Ogni spazio visitato (Berlino, Santiago del Cile) ha aggiunto una tessera al mosaico complessivo; ogni nuova messa in scena ha perfezionato quell’ immagine di assoluta calma che i versi di T.S.Eliot dipingono nella mente: il respiro prima del balzo, il silenzio dopo l’esplosione, la bellezza tutta umana del paradiso precipitato sulla Terra. Sulle rovine del passato, in un presente in cui l’ anima ha abbandonato il corpo, non resta che una terra desolata. Un uomo al termine della sua vita si guarda indietro e incontra per la prima volta la sua anima nell’attimo stesso in cui essa lo abbandona. Resta l’uomo, senza alcuna speranza per il breve futuro che lo attende. Da un cumulo di macerie ormai ridotte a sabbia sgorgano luminosi barlumi di vita. L’urto ha spazzato via ogni possibile comprensione. Restano solo vibrazioni e tutt’intorno il nulla, voci qualsiasi, voci di quelli che sono stati spazzati via dall’urto. Nel tentativo di creare uno spazio tangibile per la poesia abbiamo agito dislocandola in un percorso di immagini e suoni. L’opera si configura come un viaggio nella parola poetica; uno spazio sospeso in cui gli innumerevoli oggetti che popolano la memoria sembrano dissolvere i propri contorni.

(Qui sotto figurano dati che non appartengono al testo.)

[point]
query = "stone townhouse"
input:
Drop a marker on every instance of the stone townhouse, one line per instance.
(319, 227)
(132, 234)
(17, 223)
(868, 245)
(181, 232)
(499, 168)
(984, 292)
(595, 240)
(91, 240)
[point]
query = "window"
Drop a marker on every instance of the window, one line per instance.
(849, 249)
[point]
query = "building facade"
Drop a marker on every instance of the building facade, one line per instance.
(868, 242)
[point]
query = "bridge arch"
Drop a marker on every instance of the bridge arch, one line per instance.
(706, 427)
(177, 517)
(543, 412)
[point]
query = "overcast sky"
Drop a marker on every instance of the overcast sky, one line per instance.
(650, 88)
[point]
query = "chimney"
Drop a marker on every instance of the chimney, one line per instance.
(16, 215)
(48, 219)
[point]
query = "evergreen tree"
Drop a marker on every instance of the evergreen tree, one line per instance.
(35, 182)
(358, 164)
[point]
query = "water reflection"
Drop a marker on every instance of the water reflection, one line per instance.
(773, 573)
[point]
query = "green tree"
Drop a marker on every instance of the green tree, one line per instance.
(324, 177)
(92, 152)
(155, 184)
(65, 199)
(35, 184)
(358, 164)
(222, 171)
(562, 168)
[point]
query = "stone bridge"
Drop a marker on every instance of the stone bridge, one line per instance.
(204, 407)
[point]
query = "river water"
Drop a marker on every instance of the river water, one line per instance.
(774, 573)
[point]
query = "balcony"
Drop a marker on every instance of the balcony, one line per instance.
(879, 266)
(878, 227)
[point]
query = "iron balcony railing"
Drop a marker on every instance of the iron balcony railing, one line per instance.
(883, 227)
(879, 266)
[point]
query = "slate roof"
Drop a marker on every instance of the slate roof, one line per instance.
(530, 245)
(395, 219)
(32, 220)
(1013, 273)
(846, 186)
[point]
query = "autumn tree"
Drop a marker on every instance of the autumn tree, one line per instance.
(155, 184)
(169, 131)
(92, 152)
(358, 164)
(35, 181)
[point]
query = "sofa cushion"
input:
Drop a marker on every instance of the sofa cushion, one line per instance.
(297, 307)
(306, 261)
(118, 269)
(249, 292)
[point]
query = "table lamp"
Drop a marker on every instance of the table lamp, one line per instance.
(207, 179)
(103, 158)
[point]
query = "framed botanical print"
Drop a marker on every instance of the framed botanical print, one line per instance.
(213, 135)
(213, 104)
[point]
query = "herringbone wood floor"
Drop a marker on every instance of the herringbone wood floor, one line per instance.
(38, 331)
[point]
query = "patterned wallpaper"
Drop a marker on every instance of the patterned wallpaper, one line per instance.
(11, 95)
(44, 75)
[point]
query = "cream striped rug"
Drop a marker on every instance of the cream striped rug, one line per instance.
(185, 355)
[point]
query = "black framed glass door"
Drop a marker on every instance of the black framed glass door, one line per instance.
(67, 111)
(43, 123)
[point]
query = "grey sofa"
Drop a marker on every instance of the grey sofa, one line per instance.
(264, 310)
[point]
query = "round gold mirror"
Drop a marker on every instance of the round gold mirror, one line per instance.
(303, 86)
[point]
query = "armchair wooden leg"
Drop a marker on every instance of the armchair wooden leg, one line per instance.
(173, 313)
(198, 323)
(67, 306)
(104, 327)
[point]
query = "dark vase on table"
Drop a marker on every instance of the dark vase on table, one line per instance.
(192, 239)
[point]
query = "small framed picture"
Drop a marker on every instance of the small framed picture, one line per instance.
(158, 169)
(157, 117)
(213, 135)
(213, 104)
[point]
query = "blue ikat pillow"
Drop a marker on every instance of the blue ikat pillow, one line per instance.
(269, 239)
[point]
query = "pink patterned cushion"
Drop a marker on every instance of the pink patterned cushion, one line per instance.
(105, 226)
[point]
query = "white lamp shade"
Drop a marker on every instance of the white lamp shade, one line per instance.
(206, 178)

Nella perfomance, diverse figure tracciano lo spazio attraverso il suono dei versi di Eliot. La poesia non è il nostro fine ultimo, essa è già scritta, è parola che si dispiega in ogni corpo; il nostro compito è quello di risalire alla sorgente, al movimento che l’ha prodotta. Prodotto con il sostegno dell’Associazione Culturale Ibis Onlus. Con: Livia Caputo, Giorgio Carugno, Isabella Di Cola, Stefano Rana.
Installazione di Roberta Sanges, costumi di Marina Sciarelli, visioni dal fondo di Pino Genovese.